Depuis un mois, le mistral rend fou les Avignonnais. Ils n'en peuvent plus. En cet après-midi ensoleillé, les promeneurs se font rares dans les ruelles et les avenues de la cité que ses murailles ne protègent pas de ces bourrasques. Les lourdes portes de La Scala Provence inaugurée en 2022 (sœur de la salle parisienne) sont bien difficiles à tenir quand on entre dans son accueillant hall bleu foncé Art déco dont le sol en terrazzo gris-bleu agrandit les belles proportions.
Ouvertes tout récemment après restauration, deux des salles sont à nouveau en chantier après avoir été pourtant refaites. Frédéric et Mélanie Biessy, qui ont racheté cet ancien multiplex de cinéma pour en faire un lieu ouvert et pluridisciplinaire, veulent en améliorer le confort visuel et juguler la propagation des sons qui passaient de l'une à l'autre. Car ce complexe à taille humaine pourra un jour organiser sa petite folle journée à lui : à la grande salle de 600 places, s'ajoutent trois auditoriums de 220, 100 et 65 places. L'achat d'une chapelle désacralisée dans la ruelle à côté parachèvera ce lieu en proposant vingt-cinq chambres pour les artistes en résidence. La Scala étant aussi devenu éditeur de disques, ses responsables ont trouvé là un lieu idéal : les artistes pourront travailler au calme.
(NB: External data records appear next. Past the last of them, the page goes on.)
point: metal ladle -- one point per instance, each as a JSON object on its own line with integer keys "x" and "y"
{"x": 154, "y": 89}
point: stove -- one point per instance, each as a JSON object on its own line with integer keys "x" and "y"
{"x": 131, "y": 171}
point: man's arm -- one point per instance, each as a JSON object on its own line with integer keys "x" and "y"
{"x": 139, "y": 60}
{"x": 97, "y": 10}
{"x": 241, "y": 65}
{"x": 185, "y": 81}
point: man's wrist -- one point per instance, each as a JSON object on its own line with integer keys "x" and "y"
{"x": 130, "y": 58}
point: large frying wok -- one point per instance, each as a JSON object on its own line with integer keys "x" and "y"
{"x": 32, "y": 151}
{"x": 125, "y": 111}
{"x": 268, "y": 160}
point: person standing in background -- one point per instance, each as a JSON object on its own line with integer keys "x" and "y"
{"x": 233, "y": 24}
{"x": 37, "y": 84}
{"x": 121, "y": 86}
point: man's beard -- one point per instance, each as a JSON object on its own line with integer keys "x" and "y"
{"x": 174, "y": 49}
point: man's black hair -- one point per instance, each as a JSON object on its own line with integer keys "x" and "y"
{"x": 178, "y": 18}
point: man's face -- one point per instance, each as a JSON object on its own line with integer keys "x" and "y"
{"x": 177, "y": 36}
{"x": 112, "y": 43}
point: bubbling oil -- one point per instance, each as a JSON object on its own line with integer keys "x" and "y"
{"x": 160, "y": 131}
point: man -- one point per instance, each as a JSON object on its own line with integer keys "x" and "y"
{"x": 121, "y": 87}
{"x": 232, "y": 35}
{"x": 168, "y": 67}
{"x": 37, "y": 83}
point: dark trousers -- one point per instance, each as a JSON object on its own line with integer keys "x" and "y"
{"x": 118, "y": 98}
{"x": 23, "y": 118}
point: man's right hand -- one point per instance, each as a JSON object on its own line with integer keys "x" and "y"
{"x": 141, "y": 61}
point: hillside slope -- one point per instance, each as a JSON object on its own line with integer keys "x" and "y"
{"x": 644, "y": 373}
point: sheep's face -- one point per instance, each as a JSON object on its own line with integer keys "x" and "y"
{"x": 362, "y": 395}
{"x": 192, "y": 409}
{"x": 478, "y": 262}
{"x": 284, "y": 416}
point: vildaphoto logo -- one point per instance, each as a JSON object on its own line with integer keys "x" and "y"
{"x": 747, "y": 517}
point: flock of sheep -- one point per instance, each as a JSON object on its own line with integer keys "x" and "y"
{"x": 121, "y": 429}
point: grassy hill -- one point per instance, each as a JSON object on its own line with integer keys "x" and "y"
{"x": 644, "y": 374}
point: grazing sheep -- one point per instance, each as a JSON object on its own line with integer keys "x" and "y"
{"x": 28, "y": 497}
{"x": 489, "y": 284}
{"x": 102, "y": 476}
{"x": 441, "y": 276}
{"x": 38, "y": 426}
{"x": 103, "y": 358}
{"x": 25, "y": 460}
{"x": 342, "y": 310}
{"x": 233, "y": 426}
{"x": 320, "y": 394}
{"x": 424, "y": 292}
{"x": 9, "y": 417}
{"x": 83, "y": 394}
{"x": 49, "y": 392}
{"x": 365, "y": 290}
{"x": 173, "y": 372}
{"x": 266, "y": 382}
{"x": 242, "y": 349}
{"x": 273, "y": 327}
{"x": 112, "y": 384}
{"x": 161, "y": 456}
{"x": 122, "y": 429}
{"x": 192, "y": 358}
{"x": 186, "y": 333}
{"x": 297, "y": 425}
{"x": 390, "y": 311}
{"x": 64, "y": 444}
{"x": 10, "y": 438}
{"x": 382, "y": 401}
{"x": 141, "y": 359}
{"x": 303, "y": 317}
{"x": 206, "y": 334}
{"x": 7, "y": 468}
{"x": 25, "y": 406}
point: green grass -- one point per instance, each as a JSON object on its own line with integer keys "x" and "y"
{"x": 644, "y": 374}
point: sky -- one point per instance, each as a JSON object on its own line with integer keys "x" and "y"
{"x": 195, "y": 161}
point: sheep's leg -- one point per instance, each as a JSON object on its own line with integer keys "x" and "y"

Entrons dans la grande salle, du même bleu, elle est ornée de luminaires muraux dorés Art déco classés, son plafond est très haut, elle dispose d'un parterre et d'un balcon : elle est large et est légèrement arrondie en éventail avec une pente qui rend la scène visible de partout. Mais cet après-midi, les mélomanes ont pris place sur des chaises installées sur scène, tout autour du piano. Plutôt qu'éparpiller les un peu plus de 200 d'auditeurs dans la salle, La Scala a préféré les rapprocher de Tom Carré. Ce jeune pianiste, encore étudiant dans la classe de Denis Pascal au CNSMD de Paris, vient de publier Noctuelles, son premier (et fort beau) disque chez Scala. L'acoustique ? Excellente, comme on avait pu en juger depuis la salle quand Carré répétait seul : en bas et au balcon, le son se déploie généreusement sans trop de réverbération. Le voici qui entre pour jouer l'Humoresque de Schumann et les Miroirs de Ravel. Deux compositeurs qui s'aiment. Deux chefs-d'œuvre : énigmatique, intérieur et fantasque, plein de sautes d'humeurs pour le premier ; musique de plein air, atmosphérique, mystérieuse, saisissante pour le second, et difficile à apprivoiser tant elle développe des climats, caractères et sons sombres, désolés, tragiques même au long de ses cinq « mouvements ».